De retour à Rome, Léon X reçut des plaintes des habitants de Sienne contre Borghèse Petrucci, gouverneur de la ville : on l’accusait d’incapacité, de malversation, d’orgueil, de lâcheté. Borghèse servait mal les intérêts de l’Église ; on l’avait vu tout récemment, quand le saint-siège avait besoin d’une coopération active, déserter son poste et s’enfuir. Il fallait à Léon X une âme dévouée. Raphaël Petrucci, évêque de Grosseto et commandant du château Saint-Ange, était un homme capable, déterminé, et qui ne manquait pas de courage ; il avait donné à Léon X des gages d’une constance à toute épreuve et d’un véritable dévouement. Léon X lui confia le gouvernement de Sienne. Petrucci se mit en marche avec deux cents lances et deux mille hommes d’infanterie. Borghèse comptait sur quelques-uns de ses partisans, mais il fut abandonné dans le danger ; il n’osa le braver, et, la nuit, s’enfuit vers Naples, laissant la ville ouverte à Raphaël Petrucci, qui s’en empara sans coup férir. L’évêque de Grosseto, au lieu de l’amitié qu’il lui eût été si facile d’obtenir, ne gagna que la haine des habitants malheureusement cette haine était méritée.

A peine arrivé à Rome, le pape reçut d’heureuses nouvelles de Florence : son frère Julien se rétablissait de jour en jour ; les médecins n’avaient plus aucune crainte. Ce n’était pas la première fois que la science s’était flattée de triompher du mal. L’année précédente, Léon, qui croyait à un retour à la santé, écrivait à Julien :

Vous savez bien que je n’ai rien au monde de plus cher que vous. Je vous en conjure donc, laissez là les affaires, et ne songez qu’à vous rétablir, et pour vous et pour moi. Persuadez-vous bien que je veille sur vos intérêts comme si vous étiez près de moi, toujours à mes entés. Mon bon, mon tendre frère, si vous m’aimez, si vous croyez que je vous aime, courage ; ne pensez qu’à une seule chose, à votre guérison.

Les douces espérances dont Vespuccio avait si souvent flatté Léon X s’évanouirent bien vite.
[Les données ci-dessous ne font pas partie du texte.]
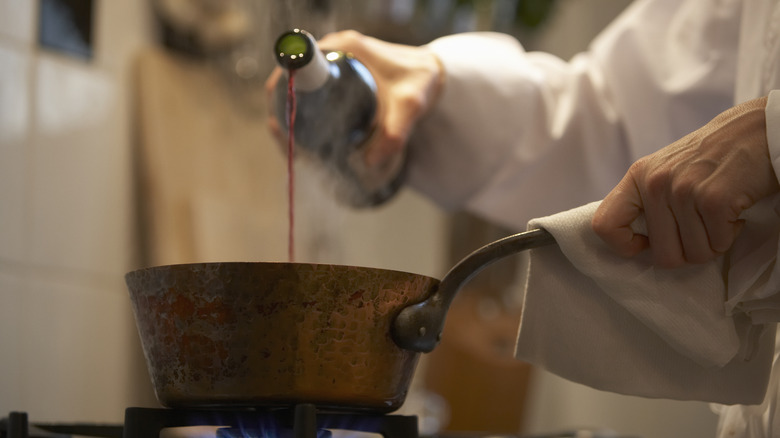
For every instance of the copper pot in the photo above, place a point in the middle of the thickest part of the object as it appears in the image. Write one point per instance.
(277, 334)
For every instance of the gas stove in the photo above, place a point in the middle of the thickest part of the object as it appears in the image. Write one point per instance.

Les médecins reparurent près du lit du malade, silencieux et mornes : leur art était désormais impuissant ; Julien ne pouvait être sauvé que par un miracle. Après de longues souffrances supportées avec un courage tout chrétien, Julien mourut, le 17 mars 1546, dans l’abbaye de Fiesole, n’ayant joui qu’un instant du bonheur que lui avait fait son frère bien-aimé, et emportant les regrets de Florence, qui pleura, à la mort de son premier magistrat, l’administrateur intègre, l’ami du peuple, le chrétien doux de cœur, le patriote passionné pour la gloire de son pays, le protecteur des lettres et des arts.

Sa vie avait été traversée par des souffrances et des chagrins de toutes sortes. Pour les adoucir, Dieu lui avait donné, comme à son père, un inépuisable trésor de philosophie. Quand la douleur était trop vive, il avait, après la religion, les Muses pour la calmer. Il chantait dans l’infortune, tout comme avait fait Pierre. Crescimbeni dit qu’il ne se laissa pas gâter par le mauvais goût du siècle, c’est-à-dire par le naturalisme païen. L’Arioste a célébré dans de beaux vers les vertus de Julien ; Bembo l’a placé comme interlocuteur dans ses Asolani, et Michel-Ange a voulu travailler au tombeau qu’on lui fit élever dans la sacristie de Saint-Laurent.